そして,当時,上告人においては,管理職に昇任した職員に終始特定の職種の職務内容だけを担当させるという任用管理を行っておらず,管理職に昇任すれば,いずれは公権力行使等地方公務員に就任することのあることが当然の前提とされていたということができるから,上告人は,公権力行使等地方公務員の職に当たる管理職のほか,これに関連する職を包含する一体的な管理職の任用制度を設けているということができる。
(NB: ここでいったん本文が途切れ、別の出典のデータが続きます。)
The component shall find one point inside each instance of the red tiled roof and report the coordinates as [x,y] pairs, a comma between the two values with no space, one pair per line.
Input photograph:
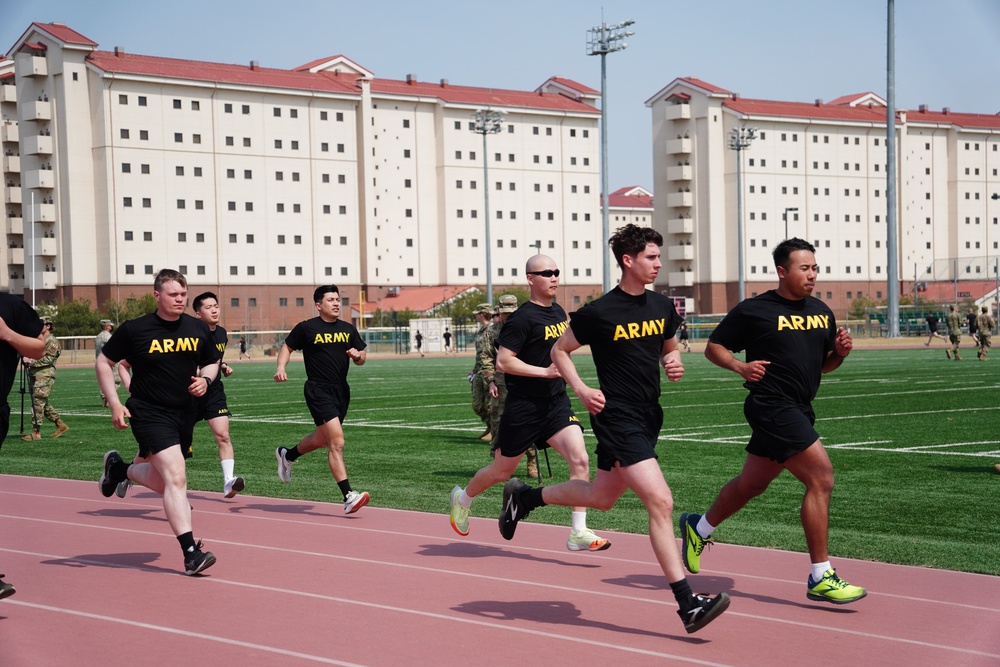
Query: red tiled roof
[64,33]
[492,97]
[569,83]
[238,74]
[704,85]
[986,121]
[864,114]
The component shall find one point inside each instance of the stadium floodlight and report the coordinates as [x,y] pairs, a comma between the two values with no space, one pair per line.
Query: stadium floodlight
[784,216]
[739,140]
[602,40]
[484,122]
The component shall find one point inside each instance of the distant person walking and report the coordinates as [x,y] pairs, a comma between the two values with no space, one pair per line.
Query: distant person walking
[41,379]
[954,322]
[932,323]
[984,326]
[329,345]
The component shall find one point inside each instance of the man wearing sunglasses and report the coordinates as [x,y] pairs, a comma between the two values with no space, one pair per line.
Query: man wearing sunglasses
[537,408]
[630,331]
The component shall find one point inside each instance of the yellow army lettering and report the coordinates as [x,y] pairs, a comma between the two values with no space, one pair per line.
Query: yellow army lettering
[640,329]
[338,337]
[169,345]
[555,330]
[799,323]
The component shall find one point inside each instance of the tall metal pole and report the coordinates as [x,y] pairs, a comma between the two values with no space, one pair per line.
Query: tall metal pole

【要旨2】そうすると,上告人において,上記の管理職の任用制度を適正に運営するために必要があると判断して,職員が管理職に昇任するための資格要件として当該職員が日本の国籍を有する職員であることを定めたとしても,合理的な理由に基づいて日本の国籍を有する職員と在留外国人である職員とを区別するものであり,上記の措置は,労働基準法3条にも,憲法14条1項にも違反するものではない。

原審がいうように,上告人の管理職のうちに,企画や専門分野の研究を行うなどの職務を行うにとどまり,公権力行使等地方公務員には当たらないものも若干存在していたとしても,上記判断を左右するものではない。

また,被上告人のその余の違憲の主張はその前提を欠く。以上と異なる原審の前記判断には,判決に影響を及ぼすことが明らかな法令の違反がある。この趣旨をいう論旨は理由があり,原判決のうち上告人の敗訴部分は破棄を免れない。そして,被上告人の慰謝料請求を棄却すべきものとした第1審判決は正当であるから,上記部分についての被上告人の控訴を棄却すべきである。

 5 よって,裁判官滝井繁男,同泉徳治の各反対意見があるほか,裁判官全員一致の意見で,主文のとおり判決する。なお,裁判官藤田宙靖の補足意見,裁判官金谷利廣,同上田豊三の各意見がある。